One observation the group kept coming back to was that children should not be using LLMs before their own critical thinking has developed, because the calculator finding is visible at this stage. The tool extends the capacity that already exists and substitutes for the capacity that does not. The same observation, transposed, applies to anyone entering a new domain. The tool is genuinely useful to the practitioner who already has base knowledge and integrity, and structurally dangerous to the one who does not, because it produces artefacts indistinguishable from the work of the one who does. The number-sense problem returns at organizational scale. The detection signals are not in the artifact, they are in the process.
Two things from this session are worth documenting, one encouraging and one worth considering to improve the next session. The encouraging part: opening with personal examples positioned the group closer to their own experience for the rest of the conversation, and the effect was noticeable. We kept returning to personal samples throughout, more than in any session before. Carl Rogers called this the difference between intellectual understanding and felt sense: theory that has been confirmed by personal recognition lands differently than theory that has merely been understood.
The harder observation is that I had trouble getting the conversation deep, and on reflection, I think the question itself did not require depth. The answer was clear from early in the session: the LLM is good for what you already know, poor at what you don't, and the diagnostic is whether you have the base knowledge to evaluate. Everyone acknowledged this within the first stretch of conversation, and once it was on the table, there was less for the group to discover together. The remaining time was spent confirming the answer from different angles rather than pushing into new territory.

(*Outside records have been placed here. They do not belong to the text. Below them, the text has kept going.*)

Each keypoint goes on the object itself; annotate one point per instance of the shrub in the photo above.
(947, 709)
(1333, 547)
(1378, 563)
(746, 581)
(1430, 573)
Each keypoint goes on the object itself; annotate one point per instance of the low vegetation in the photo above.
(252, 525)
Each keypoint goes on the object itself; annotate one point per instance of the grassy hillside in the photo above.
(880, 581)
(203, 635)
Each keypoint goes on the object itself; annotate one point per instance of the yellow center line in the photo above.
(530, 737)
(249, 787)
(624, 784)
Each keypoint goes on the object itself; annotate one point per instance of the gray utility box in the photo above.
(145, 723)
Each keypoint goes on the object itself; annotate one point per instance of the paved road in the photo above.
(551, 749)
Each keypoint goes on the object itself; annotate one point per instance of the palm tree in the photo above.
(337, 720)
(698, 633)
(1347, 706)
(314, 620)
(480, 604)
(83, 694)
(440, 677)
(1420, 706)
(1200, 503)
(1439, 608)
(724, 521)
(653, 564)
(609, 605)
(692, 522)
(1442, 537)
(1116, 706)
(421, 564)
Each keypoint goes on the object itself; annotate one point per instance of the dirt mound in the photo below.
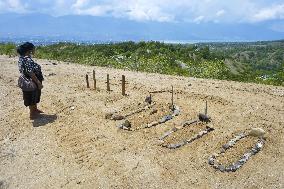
(72, 145)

This is a facilitation problem, not a group problem. Karl Weick's work on sensemaking distinguishes between situations that reward collective inquiry and situations where the answer is already structurally available. A good session question creates the first condition. This one created the second, possibly because the framing was discussed among the people who had been thinking about it individually before, and the room arrived already half‑convinced. The right adjustment for next time is to choose a question whose answer is not retrievable from individual reflection, only from collective work. The signs that worked this session were that personal examples opened the room. The sign that did not was that the room reached its conclusion before the conversation had genuinely tested it.